Gene Behind Visual Mating Rituals in Heliconius Butterflies Uncovered

A particular gene plays a critical role in visual preference for mate choice between closely related Heliconius butterflies, according to a new study. The findings provide insight into how visually guided behaviors can be encoded within the genome. Many species use color and other visual cues to attract and recognize suitable mates. As such, visual preferences are important drivers of mate choice and sexual selection. However, while the genetics and evolution of the traits that serve as these cues – such as butterfly wing color – are increasingly understood, far less is known about the specific genetic mechanisms that underly the preference for these traits. Heliconius butterflies are well known for their diversity of bright wing patterns, which are used as mating cues. Although previous work has identified genomic regions controlling differences in male courtship behaviors between closely related Heliconius species, the exact genes involved remain unknown.
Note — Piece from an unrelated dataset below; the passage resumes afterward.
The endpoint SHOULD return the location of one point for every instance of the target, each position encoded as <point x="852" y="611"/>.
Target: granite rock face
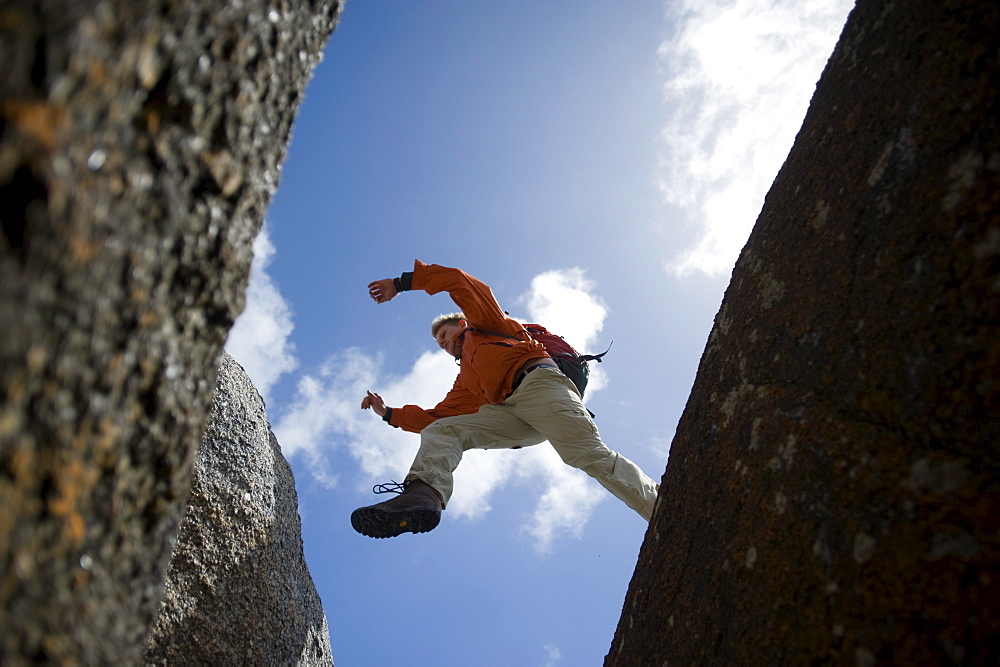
<point x="140" y="143"/>
<point x="832" y="491"/>
<point x="238" y="590"/>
Taking advantage of the mimicry relationships between two species of Heliconius (H. cydno, H. Melpomene, and H. timareta) that overlap geographically but display differences in both wing coloration and mate preference, Matteo Rossi and colleagues investigated how genetic variation for visual preferences has evolved in relation to color-pattern cues. Combining behavioral trials with genetic mapping, gene expression, and population genomic analyses, Rossi et al. found that two of these species – H. Melpomene and H. timareta – have evolved the same preference for red wing patterns. Rossi et al. found that a single gene, regucalcin1, was more highly expressed in H. cydno, a species that prefers white wings. CRISPR/Cas9 knock-out experiments of this gene altered male courting behavior towards conspecifics but did not affect other traits, including foraging behavior or wing color, suggesting its role in regulating visual preference among mates. "Examining the mechanisms by which regucalcin1 acts to regulate mate preference at the neuronal level could be a promising direction for future research," writes Adriana Briscoe in a related Perspective.